After the weapons tutorial at the beginning of the game an Easter egg can be found in which a trooper asks the player if he "has ever seen a grown man naked," followed by asking if he is "still gay?" After a few laughs the trooper says he's kidding and adds "don't ask, don't tell" referring to the US military's current Don't ask, don't tell policy which allows homosexuals to serve in the military as long as they keep their sexual orientation private. Infinity Ward has been accused of being homophobic before (including the F.A.G.S. video), and pundits are not happy with what they say is anti-gay dialog. Infinity Ward has yet to make an official statement concerning the accusations.[46][47]

Javelin glitch

The javelin glitch was an exploit used by online players to cause them to explode upon death, killing anyone within 30 feet of them.

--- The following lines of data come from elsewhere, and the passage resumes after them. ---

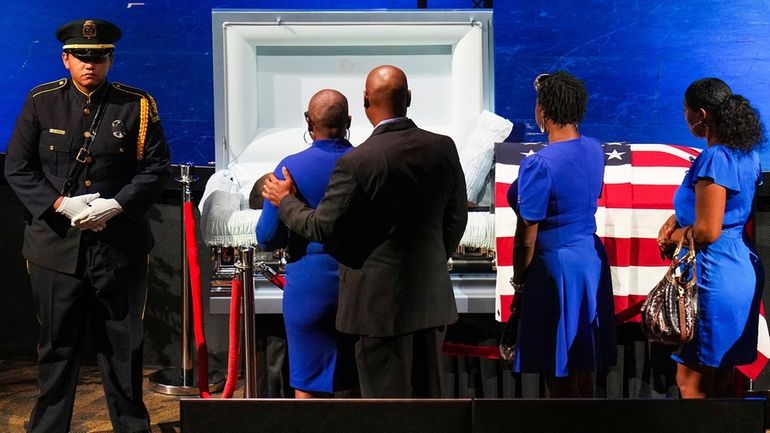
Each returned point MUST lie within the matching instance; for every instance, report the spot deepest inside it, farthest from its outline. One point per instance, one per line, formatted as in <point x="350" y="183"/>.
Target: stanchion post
<point x="182" y="381"/>
<point x="246" y="266"/>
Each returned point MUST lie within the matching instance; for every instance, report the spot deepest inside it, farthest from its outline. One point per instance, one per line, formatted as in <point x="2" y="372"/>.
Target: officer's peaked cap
<point x="89" y="35"/>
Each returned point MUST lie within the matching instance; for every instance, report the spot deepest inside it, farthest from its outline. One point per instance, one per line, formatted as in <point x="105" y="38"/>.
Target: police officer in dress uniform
<point x="86" y="244"/>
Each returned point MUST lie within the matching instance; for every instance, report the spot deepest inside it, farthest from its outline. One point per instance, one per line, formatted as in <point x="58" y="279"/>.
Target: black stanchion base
<point x="176" y="381"/>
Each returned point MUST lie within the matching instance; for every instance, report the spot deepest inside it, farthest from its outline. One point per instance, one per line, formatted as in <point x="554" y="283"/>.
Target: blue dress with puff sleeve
<point x="567" y="314"/>
<point x="321" y="359"/>
<point x="729" y="273"/>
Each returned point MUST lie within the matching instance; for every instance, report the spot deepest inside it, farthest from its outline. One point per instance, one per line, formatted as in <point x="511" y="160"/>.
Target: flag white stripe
<point x="613" y="174"/>
<point x="610" y="222"/>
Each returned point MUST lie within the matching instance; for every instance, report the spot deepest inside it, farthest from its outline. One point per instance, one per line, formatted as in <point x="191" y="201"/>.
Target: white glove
<point x="95" y="217"/>
<point x="72" y="206"/>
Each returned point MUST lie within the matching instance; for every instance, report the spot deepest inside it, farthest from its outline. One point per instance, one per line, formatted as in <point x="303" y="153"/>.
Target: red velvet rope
<point x="234" y="355"/>
<point x="197" y="304"/>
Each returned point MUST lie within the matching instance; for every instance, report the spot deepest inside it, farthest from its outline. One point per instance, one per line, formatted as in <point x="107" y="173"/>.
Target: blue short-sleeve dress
<point x="321" y="359"/>
<point x="567" y="315"/>
<point x="729" y="273"/>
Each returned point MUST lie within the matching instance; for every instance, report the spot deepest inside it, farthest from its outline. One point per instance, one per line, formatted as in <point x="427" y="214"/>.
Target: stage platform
<point x="473" y="415"/>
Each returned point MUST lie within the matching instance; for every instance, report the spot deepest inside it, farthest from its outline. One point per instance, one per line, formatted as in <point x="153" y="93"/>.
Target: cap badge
<point x="89" y="29"/>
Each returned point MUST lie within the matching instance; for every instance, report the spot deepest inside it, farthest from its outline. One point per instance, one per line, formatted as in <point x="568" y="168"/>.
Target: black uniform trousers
<point x="403" y="366"/>
<point x="106" y="295"/>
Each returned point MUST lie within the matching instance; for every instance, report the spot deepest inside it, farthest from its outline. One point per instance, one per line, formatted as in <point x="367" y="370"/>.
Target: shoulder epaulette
<point x="148" y="112"/>
<point x="48" y="87"/>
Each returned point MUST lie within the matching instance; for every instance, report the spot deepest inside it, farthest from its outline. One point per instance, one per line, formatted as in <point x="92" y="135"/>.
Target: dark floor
<point x="18" y="389"/>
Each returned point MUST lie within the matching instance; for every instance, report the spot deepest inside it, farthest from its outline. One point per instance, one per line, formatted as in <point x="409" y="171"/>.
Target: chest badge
<point x="118" y="129"/>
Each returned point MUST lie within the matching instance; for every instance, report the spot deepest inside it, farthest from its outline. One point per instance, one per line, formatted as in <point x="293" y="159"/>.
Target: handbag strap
<point x="688" y="259"/>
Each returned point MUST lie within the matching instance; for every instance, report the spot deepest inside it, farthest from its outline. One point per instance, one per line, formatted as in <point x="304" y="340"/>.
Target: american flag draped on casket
<point x="639" y="184"/>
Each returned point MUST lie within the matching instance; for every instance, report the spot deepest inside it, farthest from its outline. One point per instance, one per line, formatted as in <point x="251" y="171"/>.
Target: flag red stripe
<point x="620" y="252"/>
<point x="616" y="195"/>
<point x="658" y="159"/>
<point x="501" y="194"/>
<point x="627" y="308"/>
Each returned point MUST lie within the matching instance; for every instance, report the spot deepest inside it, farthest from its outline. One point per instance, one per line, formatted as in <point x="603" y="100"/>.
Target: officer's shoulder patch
<point x="132" y="90"/>
<point x="48" y="87"/>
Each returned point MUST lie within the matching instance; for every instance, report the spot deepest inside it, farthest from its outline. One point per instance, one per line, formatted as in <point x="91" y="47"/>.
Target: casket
<point x="268" y="64"/>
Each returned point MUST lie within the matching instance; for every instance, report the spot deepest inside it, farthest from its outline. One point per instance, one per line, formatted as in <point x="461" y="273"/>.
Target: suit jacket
<point x="129" y="162"/>
<point x="394" y="211"/>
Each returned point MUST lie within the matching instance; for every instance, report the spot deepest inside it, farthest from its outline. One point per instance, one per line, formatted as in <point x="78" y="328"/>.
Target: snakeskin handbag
<point x="670" y="311"/>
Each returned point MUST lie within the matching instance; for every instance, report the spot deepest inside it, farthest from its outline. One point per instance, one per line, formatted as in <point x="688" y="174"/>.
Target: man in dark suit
<point x="87" y="236"/>
<point x="394" y="211"/>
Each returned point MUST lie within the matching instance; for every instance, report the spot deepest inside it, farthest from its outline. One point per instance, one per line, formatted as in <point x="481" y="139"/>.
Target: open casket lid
<point x="267" y="65"/>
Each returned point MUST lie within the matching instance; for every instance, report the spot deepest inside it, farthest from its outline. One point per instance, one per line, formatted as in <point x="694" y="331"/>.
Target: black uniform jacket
<point x="130" y="163"/>
<point x="394" y="211"/>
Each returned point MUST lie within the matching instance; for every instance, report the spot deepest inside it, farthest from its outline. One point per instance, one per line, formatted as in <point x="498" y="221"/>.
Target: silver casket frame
<point x="267" y="65"/>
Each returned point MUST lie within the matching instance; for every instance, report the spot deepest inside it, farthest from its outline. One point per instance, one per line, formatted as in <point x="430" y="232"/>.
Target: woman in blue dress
<point x="561" y="274"/>
<point x="321" y="359"/>
<point x="715" y="200"/>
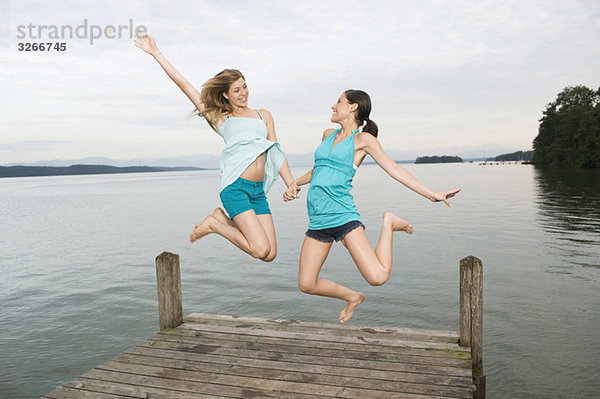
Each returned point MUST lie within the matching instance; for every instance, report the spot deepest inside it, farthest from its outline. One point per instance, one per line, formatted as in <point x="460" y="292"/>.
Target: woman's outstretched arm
<point x="371" y="145"/>
<point x="147" y="43"/>
<point x="284" y="171"/>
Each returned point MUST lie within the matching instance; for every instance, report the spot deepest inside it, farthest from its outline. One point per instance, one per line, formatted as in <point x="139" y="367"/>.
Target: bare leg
<point x="246" y="231"/>
<point x="312" y="257"/>
<point x="375" y="266"/>
<point x="222" y="216"/>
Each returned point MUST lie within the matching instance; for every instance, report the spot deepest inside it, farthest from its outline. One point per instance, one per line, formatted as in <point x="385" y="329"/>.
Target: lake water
<point x="77" y="276"/>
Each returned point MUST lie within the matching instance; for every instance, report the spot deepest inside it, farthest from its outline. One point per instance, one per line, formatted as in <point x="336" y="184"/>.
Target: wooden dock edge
<point x="471" y="318"/>
<point x="471" y="308"/>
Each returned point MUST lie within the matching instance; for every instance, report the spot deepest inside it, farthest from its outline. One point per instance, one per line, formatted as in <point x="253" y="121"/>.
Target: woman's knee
<point x="270" y="256"/>
<point x="377" y="279"/>
<point x="307" y="286"/>
<point x="261" y="249"/>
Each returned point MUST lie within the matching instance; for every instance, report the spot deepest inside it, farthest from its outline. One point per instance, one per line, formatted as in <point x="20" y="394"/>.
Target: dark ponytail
<point x="363" y="101"/>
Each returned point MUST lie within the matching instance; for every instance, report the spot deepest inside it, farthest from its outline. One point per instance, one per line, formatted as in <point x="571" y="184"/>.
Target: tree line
<point x="569" y="132"/>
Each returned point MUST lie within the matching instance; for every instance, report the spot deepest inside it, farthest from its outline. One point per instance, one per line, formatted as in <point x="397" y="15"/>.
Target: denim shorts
<point x="334" y="233"/>
<point x="243" y="195"/>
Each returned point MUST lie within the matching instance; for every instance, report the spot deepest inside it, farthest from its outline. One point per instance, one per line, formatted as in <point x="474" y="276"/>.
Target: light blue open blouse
<point x="245" y="140"/>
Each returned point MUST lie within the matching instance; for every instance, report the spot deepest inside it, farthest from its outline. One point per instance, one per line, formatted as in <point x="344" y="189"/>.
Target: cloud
<point x="33" y="145"/>
<point x="439" y="72"/>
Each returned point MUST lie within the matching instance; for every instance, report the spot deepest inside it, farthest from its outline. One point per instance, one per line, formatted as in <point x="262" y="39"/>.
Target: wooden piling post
<point x="168" y="280"/>
<point x="471" y="318"/>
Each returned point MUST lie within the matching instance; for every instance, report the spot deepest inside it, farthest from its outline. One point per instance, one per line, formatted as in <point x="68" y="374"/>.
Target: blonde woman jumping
<point x="250" y="161"/>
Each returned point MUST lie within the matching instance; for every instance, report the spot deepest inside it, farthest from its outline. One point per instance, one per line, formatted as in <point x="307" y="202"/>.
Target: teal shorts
<point x="243" y="195"/>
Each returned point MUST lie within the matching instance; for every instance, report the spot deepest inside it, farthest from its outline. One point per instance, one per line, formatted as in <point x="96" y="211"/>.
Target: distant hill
<point x="23" y="171"/>
<point x="438" y="159"/>
<point x="515" y="156"/>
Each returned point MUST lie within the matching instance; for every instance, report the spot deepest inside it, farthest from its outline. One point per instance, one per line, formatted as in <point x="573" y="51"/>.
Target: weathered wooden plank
<point x="132" y="390"/>
<point x="319" y="327"/>
<point x="253" y="330"/>
<point x="199" y="387"/>
<point x="314" y="359"/>
<point x="375" y="351"/>
<point x="358" y="371"/>
<point x="230" y="374"/>
<point x="168" y="280"/>
<point x="71" y="393"/>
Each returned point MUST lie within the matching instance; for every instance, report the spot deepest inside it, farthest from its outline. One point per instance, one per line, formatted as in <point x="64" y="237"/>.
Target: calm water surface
<point x="77" y="277"/>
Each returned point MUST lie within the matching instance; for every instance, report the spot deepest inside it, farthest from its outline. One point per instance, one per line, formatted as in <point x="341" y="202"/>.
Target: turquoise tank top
<point x="329" y="201"/>
<point x="245" y="140"/>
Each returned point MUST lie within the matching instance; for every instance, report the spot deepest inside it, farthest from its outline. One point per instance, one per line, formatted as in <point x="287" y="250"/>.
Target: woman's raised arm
<point x="147" y="43"/>
<point x="371" y="145"/>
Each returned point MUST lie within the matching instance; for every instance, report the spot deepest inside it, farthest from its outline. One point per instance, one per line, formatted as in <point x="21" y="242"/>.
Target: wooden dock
<point x="208" y="356"/>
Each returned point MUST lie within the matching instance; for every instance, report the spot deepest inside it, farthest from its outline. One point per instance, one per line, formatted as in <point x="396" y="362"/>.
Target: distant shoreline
<point x="31" y="171"/>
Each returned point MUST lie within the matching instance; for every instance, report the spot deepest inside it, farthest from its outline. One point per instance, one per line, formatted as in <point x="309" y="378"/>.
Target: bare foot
<point x="221" y="216"/>
<point x="203" y="228"/>
<point x="348" y="311"/>
<point x="397" y="223"/>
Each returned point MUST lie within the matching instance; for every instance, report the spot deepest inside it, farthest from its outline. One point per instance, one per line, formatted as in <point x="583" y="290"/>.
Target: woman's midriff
<point x="256" y="170"/>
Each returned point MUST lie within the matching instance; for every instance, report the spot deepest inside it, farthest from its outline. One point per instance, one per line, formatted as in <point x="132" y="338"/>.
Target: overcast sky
<point x="443" y="75"/>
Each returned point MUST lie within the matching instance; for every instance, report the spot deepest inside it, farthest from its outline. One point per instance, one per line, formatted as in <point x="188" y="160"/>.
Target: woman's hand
<point x="146" y="43"/>
<point x="443" y="196"/>
<point x="291" y="192"/>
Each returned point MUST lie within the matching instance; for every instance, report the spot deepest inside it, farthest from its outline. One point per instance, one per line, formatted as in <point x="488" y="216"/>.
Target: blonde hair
<point x="215" y="104"/>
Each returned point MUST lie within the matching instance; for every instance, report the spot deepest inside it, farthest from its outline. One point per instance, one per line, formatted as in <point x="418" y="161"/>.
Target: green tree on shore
<point x="569" y="132"/>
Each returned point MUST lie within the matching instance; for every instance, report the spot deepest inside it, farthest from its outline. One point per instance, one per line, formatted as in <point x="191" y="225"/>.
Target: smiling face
<point x="342" y="109"/>
<point x="238" y="93"/>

In response to the excessive use of the glitch, Infinity Ward issued a statement that a required update was in the works to prevent this, and worked with Microsoft to issue suspensions over Xbox Live for anyone who has been using this exploit. Ars Technica editor Ben Kuchera criticized the suspensions, stating that Microsoft should not be banning people from the service because taking advantage of something found in the game's code is not cheating. He further stated that any permanent bans prevent the console from ever being playable online, making them "basically dead". He added that people would often sell such consoles to GameStop and online sites such as eBay and Craigslist.[48] In spite of the Xbox Live bannings, Sony stated that they would not ban anyone on the PlayStation Network for exploiting the javelin glitch.[49] Tyler Barber of GameSpy commented that Sony likely did no bannings due to the service being free and as such gave them less incentive to track down offenders. He added that he does not feel bad for anyone banned, saying that people who took advantage of exploits made games unfair.[50] According to Infinity Ward's Community Manager Robert Bowling this exploit has since been corrected as of version 1.06 released on December 11, 2009. [51]

F.A.G.S. video

A viral video was released by Modern Warfare 2, about an organization called "Fight Against Grenade Spam" or "F.A.G.S." The video depicts Philadelphia Phillies pitcher Cole Hamels delivering a fake public service announcement decrying the use of grenade spam, calling it "for pussies" and using other expletives throughout it.[52] This quickly created controversy, with writers such as Denis Farr saying it shows an acceptance of homophobic insults on Xbox Live. Brainy Gamer editor Michael Abbott stated that as both a father and a teacher, people need to teach to kids that this is not okay. Game Critics editor Matthew Kaplan stated that the current marketing attitude comes from the present day culture of cynicism and self-centeredness.[53] Game Informer editor Philip Kollar and freelance writer Mitchell Dyer criticized the video's language and tone as well as the acronym used. Kollar, in response to a reader saying he was overreacting, disagreed, stating that he was not doing anything to boycott the game or suggest others to do so, and was merely criticizing Infinity Ward for making a video that promotes an aspect of Xbox Live that they should be shunning. Infinity Ward employee Robert Bowling responded to this, stating that he felt it was more a social commentary joke than it was promoting the act. Dyer responded to this by saying that due to its poor execution, it appears to be promoting such "assholer-y". Ultimately, Bowling commented that while he could appreciate concerns over the video, he found the gag to be great and removed the video. Kotaku editor Owen Good agreed with one of the site's readers who stated that the controversy could have been avoided if the marketing department had called it "Fight Relentlessly Against Grenade Spam" or "F.R.A.G.S." Good denotes the video as pointlessly provocative and criticized certain readers and commentators for what he describes as attacking anyone who takes offense as being politically motivated.[52]


The game's popularity also reflected in the amount of unauthorised downloads it had from BitTorrent sites. There were 4.1 million recorded downloads for the PC version, in addition to 970,000 for the Xbox 360, making it 2009's most pirated game on both platforms.[54]